1) Damage Reduction (DR) of 15% at 290 Defense (DEF)
2) Damage Reduction (DR) of 30% at 655 Defense (DEF)
3) Damage Reduction (DR) of 45% at 1500 Defense (DEF), Where I estimated 1500 using basic proportions math from their bar graph they provided.

Assuming everything they provided is correct, we know it is a diminishing return.
A common formula for these kinds of games is

DR = A * DEF / (B * DEF + C)

Assuming this formula is correct (which may not be and please correct), I believe we can use the above provided data to plug into this formula somehow to find the 3 different variable. How to do so, and what's the answer? I've tried manual trial and error and so far I've gotten close with
A ~ 0.026
B ~ 0.03
C ~ 40

Please help. I can't stop thinking about it.

 

[Cubist]

The method you need is called "Simultaneous Equations". Before starting I would rearrange your formula to look like the bold line below...

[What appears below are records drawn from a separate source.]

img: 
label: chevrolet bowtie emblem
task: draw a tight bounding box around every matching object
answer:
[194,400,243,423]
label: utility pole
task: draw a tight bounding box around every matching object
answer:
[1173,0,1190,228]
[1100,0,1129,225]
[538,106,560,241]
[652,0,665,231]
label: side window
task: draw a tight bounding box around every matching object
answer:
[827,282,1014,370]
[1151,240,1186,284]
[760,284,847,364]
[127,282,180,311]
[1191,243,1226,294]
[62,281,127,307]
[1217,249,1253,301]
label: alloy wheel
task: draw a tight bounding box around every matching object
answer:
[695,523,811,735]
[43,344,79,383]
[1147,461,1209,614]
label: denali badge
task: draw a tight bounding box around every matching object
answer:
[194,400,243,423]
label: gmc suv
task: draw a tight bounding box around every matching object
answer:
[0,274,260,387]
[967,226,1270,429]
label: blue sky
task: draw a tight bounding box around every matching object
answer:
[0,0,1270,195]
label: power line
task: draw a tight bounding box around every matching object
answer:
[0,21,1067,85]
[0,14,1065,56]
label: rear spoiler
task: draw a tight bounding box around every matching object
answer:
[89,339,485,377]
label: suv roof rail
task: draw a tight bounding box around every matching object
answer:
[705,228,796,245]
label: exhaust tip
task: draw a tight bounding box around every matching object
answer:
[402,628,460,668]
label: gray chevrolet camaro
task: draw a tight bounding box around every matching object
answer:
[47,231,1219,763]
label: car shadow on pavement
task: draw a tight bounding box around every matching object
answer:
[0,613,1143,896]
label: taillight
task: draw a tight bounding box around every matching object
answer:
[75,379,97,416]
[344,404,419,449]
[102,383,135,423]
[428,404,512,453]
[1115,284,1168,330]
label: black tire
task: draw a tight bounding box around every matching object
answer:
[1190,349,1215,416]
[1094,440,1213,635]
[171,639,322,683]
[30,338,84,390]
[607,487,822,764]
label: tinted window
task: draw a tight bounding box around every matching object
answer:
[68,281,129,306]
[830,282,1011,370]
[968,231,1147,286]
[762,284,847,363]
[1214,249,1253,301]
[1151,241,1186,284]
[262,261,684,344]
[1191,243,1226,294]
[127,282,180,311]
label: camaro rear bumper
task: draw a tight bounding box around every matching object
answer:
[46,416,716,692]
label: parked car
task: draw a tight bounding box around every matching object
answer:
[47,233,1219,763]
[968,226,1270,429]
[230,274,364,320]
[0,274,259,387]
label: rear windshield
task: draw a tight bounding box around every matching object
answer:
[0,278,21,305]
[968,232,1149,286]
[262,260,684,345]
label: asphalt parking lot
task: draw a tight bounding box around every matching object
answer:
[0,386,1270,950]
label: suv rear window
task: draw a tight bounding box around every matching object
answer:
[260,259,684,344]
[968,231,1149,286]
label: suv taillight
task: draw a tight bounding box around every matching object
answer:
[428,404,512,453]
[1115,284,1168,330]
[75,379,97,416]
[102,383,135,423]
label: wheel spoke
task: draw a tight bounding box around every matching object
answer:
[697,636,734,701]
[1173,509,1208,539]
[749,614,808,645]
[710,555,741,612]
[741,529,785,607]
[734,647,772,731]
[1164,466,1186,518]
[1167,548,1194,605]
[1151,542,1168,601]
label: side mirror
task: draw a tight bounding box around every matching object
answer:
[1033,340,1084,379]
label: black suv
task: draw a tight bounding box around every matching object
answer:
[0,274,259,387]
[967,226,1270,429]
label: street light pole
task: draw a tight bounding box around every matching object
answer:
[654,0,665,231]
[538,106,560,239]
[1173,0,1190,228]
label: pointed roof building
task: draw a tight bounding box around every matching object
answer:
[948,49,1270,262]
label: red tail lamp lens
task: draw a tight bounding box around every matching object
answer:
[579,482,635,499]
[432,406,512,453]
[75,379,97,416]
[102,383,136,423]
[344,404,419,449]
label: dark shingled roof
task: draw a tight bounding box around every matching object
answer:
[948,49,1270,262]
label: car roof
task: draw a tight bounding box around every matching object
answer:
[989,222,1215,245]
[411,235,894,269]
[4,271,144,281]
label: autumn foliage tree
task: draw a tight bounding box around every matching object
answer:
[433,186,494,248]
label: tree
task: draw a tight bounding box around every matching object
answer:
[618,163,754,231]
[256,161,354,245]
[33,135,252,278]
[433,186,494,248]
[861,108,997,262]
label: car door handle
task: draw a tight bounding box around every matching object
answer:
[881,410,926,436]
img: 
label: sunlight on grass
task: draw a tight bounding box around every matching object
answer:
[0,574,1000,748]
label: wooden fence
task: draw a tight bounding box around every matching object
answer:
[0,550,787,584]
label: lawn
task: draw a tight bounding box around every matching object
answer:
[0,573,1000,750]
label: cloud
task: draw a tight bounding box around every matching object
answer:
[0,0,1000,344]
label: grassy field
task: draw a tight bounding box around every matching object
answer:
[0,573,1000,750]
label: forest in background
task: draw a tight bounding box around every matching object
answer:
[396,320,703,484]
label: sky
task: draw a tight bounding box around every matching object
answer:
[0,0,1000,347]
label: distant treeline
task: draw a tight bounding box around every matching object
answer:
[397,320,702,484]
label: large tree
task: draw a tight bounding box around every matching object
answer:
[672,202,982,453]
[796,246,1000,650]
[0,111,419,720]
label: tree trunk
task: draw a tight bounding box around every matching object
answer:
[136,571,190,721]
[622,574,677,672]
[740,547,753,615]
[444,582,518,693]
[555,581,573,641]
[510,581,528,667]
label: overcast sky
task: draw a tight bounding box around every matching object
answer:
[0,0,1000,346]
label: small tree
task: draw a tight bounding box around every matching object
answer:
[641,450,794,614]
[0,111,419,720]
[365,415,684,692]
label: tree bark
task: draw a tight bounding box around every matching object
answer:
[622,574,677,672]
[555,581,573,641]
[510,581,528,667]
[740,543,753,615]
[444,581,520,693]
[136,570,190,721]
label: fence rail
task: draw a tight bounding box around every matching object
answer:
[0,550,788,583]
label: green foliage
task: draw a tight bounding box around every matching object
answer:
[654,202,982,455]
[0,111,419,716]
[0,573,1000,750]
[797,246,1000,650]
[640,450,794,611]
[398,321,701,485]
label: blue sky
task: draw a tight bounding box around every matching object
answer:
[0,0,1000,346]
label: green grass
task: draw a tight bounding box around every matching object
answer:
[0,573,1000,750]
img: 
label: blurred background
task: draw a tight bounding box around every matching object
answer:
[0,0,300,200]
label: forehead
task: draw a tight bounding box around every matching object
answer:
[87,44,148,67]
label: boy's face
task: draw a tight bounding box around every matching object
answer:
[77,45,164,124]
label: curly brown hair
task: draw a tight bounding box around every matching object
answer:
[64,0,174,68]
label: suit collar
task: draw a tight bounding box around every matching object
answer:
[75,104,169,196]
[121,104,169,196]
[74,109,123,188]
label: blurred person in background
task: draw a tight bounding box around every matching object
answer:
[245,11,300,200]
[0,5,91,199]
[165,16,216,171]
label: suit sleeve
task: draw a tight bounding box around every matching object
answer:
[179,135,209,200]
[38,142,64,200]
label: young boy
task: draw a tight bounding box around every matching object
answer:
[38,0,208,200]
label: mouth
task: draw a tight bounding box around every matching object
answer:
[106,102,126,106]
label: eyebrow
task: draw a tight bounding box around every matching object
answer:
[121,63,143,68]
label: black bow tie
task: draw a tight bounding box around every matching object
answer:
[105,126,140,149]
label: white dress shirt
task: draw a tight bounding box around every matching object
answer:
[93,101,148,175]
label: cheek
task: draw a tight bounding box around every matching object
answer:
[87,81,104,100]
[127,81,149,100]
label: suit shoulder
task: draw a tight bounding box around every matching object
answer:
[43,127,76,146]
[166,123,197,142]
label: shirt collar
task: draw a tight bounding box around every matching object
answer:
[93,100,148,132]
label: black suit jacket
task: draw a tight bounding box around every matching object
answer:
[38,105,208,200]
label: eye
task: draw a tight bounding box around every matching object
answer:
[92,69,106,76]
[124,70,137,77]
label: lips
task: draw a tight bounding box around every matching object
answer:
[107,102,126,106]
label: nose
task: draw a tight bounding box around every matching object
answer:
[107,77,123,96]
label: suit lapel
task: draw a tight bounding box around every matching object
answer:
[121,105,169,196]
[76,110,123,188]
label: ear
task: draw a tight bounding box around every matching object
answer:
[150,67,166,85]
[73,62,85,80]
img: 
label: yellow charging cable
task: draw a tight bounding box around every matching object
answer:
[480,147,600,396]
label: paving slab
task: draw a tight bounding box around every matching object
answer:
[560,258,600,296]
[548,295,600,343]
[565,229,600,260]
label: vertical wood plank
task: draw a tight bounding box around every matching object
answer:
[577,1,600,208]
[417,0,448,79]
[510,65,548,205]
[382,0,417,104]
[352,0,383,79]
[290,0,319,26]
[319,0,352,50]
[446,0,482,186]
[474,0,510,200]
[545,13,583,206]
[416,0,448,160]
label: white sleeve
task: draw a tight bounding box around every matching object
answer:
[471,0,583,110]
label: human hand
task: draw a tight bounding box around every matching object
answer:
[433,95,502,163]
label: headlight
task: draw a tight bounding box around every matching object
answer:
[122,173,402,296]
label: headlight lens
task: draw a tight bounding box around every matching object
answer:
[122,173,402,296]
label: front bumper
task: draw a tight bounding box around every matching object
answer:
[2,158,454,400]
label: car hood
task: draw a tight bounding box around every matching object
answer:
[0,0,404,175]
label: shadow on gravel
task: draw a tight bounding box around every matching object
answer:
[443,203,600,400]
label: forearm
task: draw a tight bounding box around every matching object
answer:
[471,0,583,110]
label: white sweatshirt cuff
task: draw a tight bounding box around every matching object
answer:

DR = A * DEF / (B * DEF + C)
DR * (B * DEF + C) = A * DEF

B * (DR * DEF) + C * (DR) = A * (DEF)

Write the above formula out three times, once for each of the three scenarios that you list, substituting the values for DR and DEF. Then apply one of the methods for solving simultaneous equations and you should get exact values for A, B and C.

The only way to test if your equation holds in all situations would be to test it with more scenarios.

 

[potty_mousie]

Thanks, I tried that. That's just a simple 3 equations 3 unknown and substituting accordingly. I even searched and used 3 eq. 3 unknown calculator, even did it by hand, apparently, it has no solutions because of the nature of the graph?

 

[potty_mousie]

See below, but we know it's not correct because if it plot it on graph, it shuold be diminishing return like a log graph.

https://www.emathhelp.net/calculato...0,-655a+196.5b+.3c=0,-1487a+669.15b+.45c=0&v=

it gives solutions
a=0
b=0
c=0

which i believe corresponds to the x/y-intercept because that's the only time the graph hits there.
But that's not the solution to the damage reduction formula.

 

[Cubist]

Hmm...

[math] \frac{a\cdot D}{b\cdot D+c} = \frac{D}{\left(\frac{b}{a}\right)\cdot D+\left(\frac{c}{a}\right)} [/math]
So there's really only two constants in your equation.

[math] \mathit{D_R}=\frac{\mathit{D_{EF}}}{\mathit{D_{EF}}\cdot \mathit{c_1}+\mathit{c_2}} [/math]
Maybe this will help you to determine them, using only two of your scenarios. Then try the third scenario with the values to see if your equation is a good model.